One can read every conceivable bit of criticism directed at Journey to the Seventh Planet, from carping at its low-budget mysteries, which are profound, to sneers at the girls, who are beautiful, to gibes at the astronauts’ admiration of them...

The idea of an environment prepared for Earthlings appears at the end of Kubrick’s 2001: A Space Odyssey, as also that of a supermind, which comes from Godard’s Alphaville, with antecedents in this film and Strock’s Gog, among others. There are certainly a lot of precedents for the girls from outer space, from Cunha’s Missile to the Moon and White’s Outer Space Jitters to Mizoguchi’s Ugetsu Monogatari.

What this note is trying to suggest is, almost impossibly, a film with stylistic difficulties for the casual observer which reflect a deep perturbation of content. Arkoff recognized, it may be, the sheer amusement value of the successive MacGuffins, such as the mysterious hole in the forest that strips a stick bare, and he kept an even keel of suspense before the awful mystery of the conclusion, when the giant brain with its single eye is confronted by the astronauts, a scene which develops both horns of its dilemma to an intensity allowing the grand sublimations of Godard and Kubrick.
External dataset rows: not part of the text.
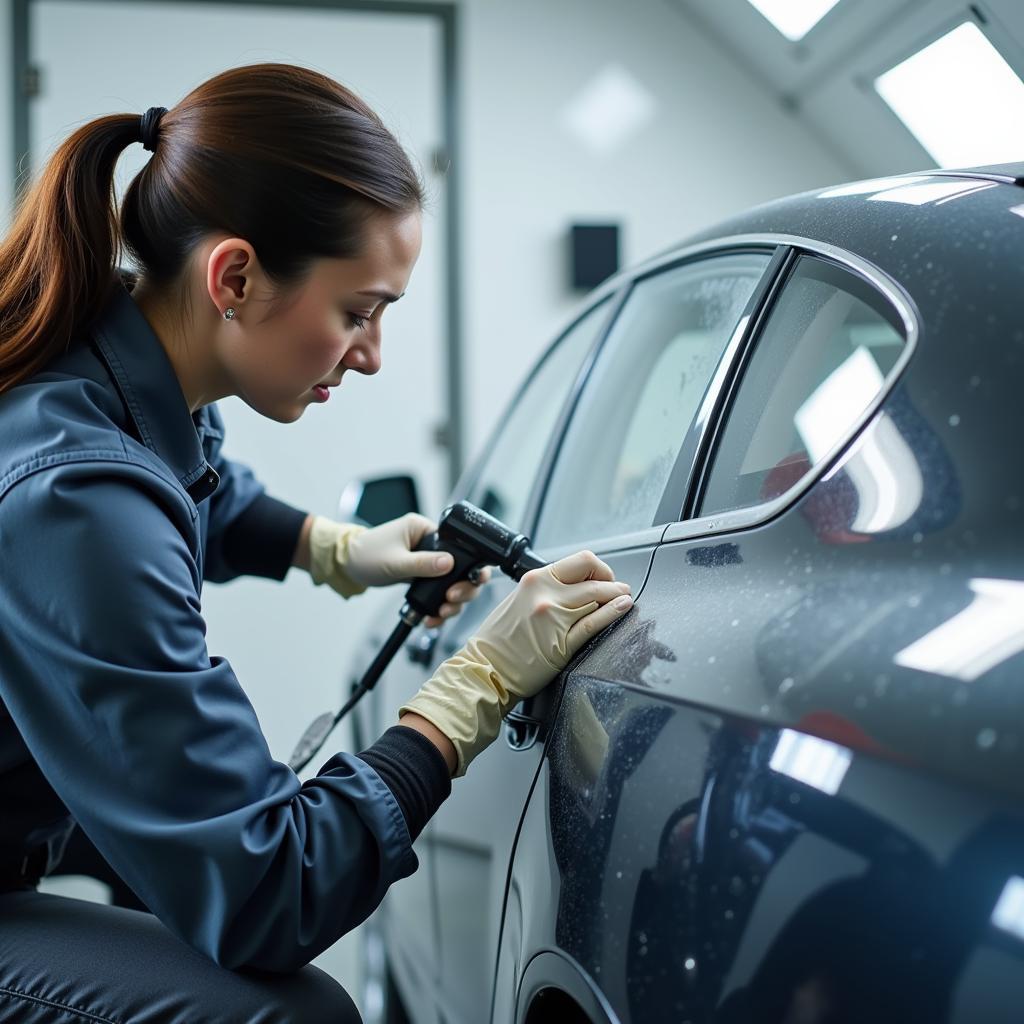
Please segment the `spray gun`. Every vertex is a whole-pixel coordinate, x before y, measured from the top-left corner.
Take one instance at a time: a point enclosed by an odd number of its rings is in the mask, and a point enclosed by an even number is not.
[[[510,530],[468,501],[459,501],[446,508],[441,514],[437,532],[424,537],[416,545],[416,550],[447,551],[455,559],[455,566],[446,576],[413,581],[398,613],[398,624],[353,688],[352,695],[337,714],[325,712],[302,734],[288,761],[293,771],[299,772],[309,764],[338,722],[364,694],[373,689],[413,629],[428,615],[438,614],[453,583],[475,580],[487,565],[500,569],[518,583],[530,569],[547,564],[530,549],[529,538]]]

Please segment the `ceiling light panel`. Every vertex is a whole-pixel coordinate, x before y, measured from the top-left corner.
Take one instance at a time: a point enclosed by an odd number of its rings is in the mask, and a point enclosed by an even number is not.
[[[1024,159],[1024,82],[973,22],[875,79],[940,167]]]
[[[787,39],[803,39],[839,0],[749,0]]]
[[[604,156],[620,149],[656,110],[651,93],[625,68],[610,64],[570,100],[562,116],[577,139]]]

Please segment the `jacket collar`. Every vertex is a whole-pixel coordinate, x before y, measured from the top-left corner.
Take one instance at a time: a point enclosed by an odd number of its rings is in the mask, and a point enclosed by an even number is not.
[[[198,504],[219,483],[202,443],[219,432],[208,406],[189,411],[167,352],[131,297],[134,278],[120,268],[116,278],[93,328],[96,347],[143,444],[167,464]]]

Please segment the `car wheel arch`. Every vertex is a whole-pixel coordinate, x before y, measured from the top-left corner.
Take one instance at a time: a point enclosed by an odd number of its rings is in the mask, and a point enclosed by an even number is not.
[[[572,957],[536,953],[516,994],[515,1024],[619,1024],[601,990]]]

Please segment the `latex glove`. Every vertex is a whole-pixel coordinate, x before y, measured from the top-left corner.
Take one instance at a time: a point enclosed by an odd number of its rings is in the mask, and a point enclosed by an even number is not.
[[[367,587],[443,576],[454,566],[450,554],[412,550],[436,529],[437,523],[415,512],[372,528],[314,516],[309,533],[309,574],[316,586],[326,583],[345,598],[361,594]],[[490,570],[484,569],[480,584],[489,579]],[[468,581],[453,584],[440,615],[424,619],[425,624],[440,625],[443,619],[457,615],[479,592],[480,587]]]
[[[502,717],[569,664],[632,606],[629,584],[590,551],[526,573],[476,635],[398,710],[422,715],[451,741],[454,778],[498,735]],[[617,599],[622,599],[618,603]]]

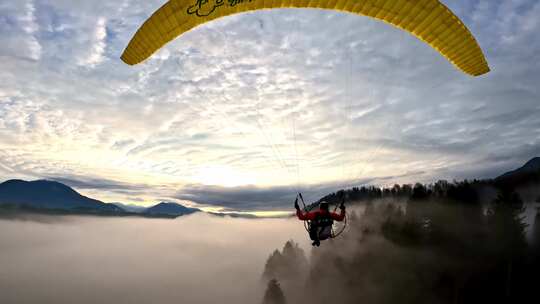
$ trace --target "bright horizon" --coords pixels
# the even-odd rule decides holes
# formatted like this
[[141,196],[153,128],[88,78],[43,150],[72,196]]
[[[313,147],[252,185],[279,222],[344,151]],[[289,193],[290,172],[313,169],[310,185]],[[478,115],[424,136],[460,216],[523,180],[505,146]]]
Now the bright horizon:
[[221,18],[124,64],[164,2],[0,6],[0,180],[260,213],[540,154],[537,1],[442,1],[486,54],[478,78],[382,22],[301,9]]

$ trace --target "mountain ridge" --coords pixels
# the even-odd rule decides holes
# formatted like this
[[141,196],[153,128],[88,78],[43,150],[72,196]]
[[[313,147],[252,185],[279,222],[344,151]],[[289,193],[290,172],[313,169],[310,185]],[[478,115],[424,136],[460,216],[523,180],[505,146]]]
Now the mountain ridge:
[[160,202],[152,207],[147,208],[142,213],[147,216],[182,216],[195,212],[200,212],[200,209],[189,208],[184,205],[173,202]]
[[517,169],[511,170],[511,171],[508,171],[506,173],[503,173],[499,175],[498,177],[496,177],[496,179],[511,176],[513,174],[536,172],[536,171],[540,171],[540,157],[533,157],[528,162],[526,162],[523,166]]
[[116,205],[86,197],[69,186],[50,180],[7,180],[0,184],[0,205],[67,211],[124,211]]
[[506,188],[540,182],[540,157],[533,157],[523,166],[499,175],[494,181],[496,184]]
[[34,181],[10,179],[0,183],[1,211],[156,218],[176,218],[201,212],[200,209],[173,202],[160,202],[148,208],[122,203],[105,203],[81,195],[61,182],[44,179]]

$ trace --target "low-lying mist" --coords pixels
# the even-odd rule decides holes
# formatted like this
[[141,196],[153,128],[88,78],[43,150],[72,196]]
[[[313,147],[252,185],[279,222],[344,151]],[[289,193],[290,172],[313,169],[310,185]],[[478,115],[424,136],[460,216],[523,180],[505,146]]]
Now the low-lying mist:
[[0,302],[260,303],[265,261],[296,219],[0,219]]

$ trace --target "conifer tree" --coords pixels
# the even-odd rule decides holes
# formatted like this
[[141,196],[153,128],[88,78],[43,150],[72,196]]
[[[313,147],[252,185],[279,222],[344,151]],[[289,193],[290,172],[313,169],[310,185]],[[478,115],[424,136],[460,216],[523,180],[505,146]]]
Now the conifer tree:
[[285,295],[276,279],[268,281],[262,304],[285,304]]

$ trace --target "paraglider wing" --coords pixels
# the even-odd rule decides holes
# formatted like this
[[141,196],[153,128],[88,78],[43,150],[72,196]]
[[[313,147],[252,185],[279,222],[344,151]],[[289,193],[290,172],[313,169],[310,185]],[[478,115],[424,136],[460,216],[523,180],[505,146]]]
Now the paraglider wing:
[[464,73],[489,72],[476,39],[439,0],[171,0],[144,22],[121,58],[129,65],[138,64],[200,24],[272,8],[318,8],[369,16],[418,37]]

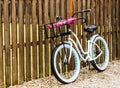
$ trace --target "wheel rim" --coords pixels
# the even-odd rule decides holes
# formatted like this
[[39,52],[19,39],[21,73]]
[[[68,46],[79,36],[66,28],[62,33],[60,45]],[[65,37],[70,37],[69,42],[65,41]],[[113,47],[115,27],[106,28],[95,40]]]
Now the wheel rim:
[[[64,48],[62,47],[66,47],[66,49],[64,50]],[[78,59],[74,59],[78,58],[78,55],[76,55],[75,50],[72,51],[72,58],[70,60],[70,63],[68,63],[67,60],[64,61],[63,58],[66,57],[66,59],[68,59],[69,54],[70,48],[68,47],[68,45],[61,46],[61,49],[57,50],[55,54],[56,59],[54,61],[54,66],[58,77],[64,82],[68,83],[74,81],[77,78],[80,70],[80,62],[78,61]]]
[[[108,64],[108,48],[104,40],[98,39],[95,41],[95,43],[100,46],[100,49],[102,50],[102,55],[98,59],[94,60],[94,62],[99,69],[104,70]],[[100,53],[99,49],[95,45],[93,47],[93,51],[94,57]]]

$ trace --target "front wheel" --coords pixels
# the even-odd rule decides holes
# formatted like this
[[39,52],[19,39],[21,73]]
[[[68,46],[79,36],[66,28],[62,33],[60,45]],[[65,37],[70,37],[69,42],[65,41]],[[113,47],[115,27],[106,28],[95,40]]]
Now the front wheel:
[[60,44],[53,50],[51,59],[52,71],[57,80],[68,84],[77,79],[80,71],[80,60],[73,47],[69,44]]
[[104,71],[109,62],[109,49],[106,41],[101,36],[97,36],[93,40],[90,48],[90,55],[92,58],[96,57],[100,53],[100,50],[102,51],[101,56],[99,56],[96,60],[93,60],[92,65],[96,70]]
“I asked the editor,” says Gordon Douglas, “How does it look? And he said: Fine. I said: Does it look honest? He said: As honest as twelve foot ants can look.” Every step of Journey to the Seventh Planet is designed to lead from image to image as such. This is exactly how King Kong is constructed, and with persistence of vision will suffice for a definition of cinema.

 

Finger on the Trigger

End of the Civil War, Confederates hold Fort Grant in Oklahoma, demobilized Union cavalrymen pass through on their way to New Mexico.

Cf. Hawks’ Rio Lobo, Guillermin’s El Condor, Boetticher’s Westbound, McLaglen’s The Shadow Riders.

“I’ve seen dead men before. I’ve just been through a war.” The golden horseshoe. The Confederate treasury. A bank in Southernville. Indian territory (cp. Two Flags West, dir. Robert Wise). A charming miprision leads the cavalrymen, some of them, to believe the fort still in U.S. hands (cp. Night Boat to Dublin, dir. Lawrence Huntington).

Thus the masterful screenplay, by the author of Julio Coll’s Pyro. The structure pivots on this misprision.

“How I know you come back?”

“Because I’m a thief. I couldn’t resist that much gold.”

“Wait. We talk more.”

“You should have been a lawyer.” Blue skies, Spanish badlands for the filming.

“I feel like I’m trapped in a bank vault.”

“What a way for a Scotsman to die!”

And then it’s a question of “what Confederacy,” the balls of St. Nicholas. Pink is especially good at conveying the swift ferocity of an Indian attack with an antique flavor of the primitive, the combination of symbols and metaphors at the climax might have suggested Sherin’s Valdez Is Coming. The defense is not made at the fort but in the sacked and ruined town.

Techniscope, Technicolor, wardrobe by “the incomparable Vicky.”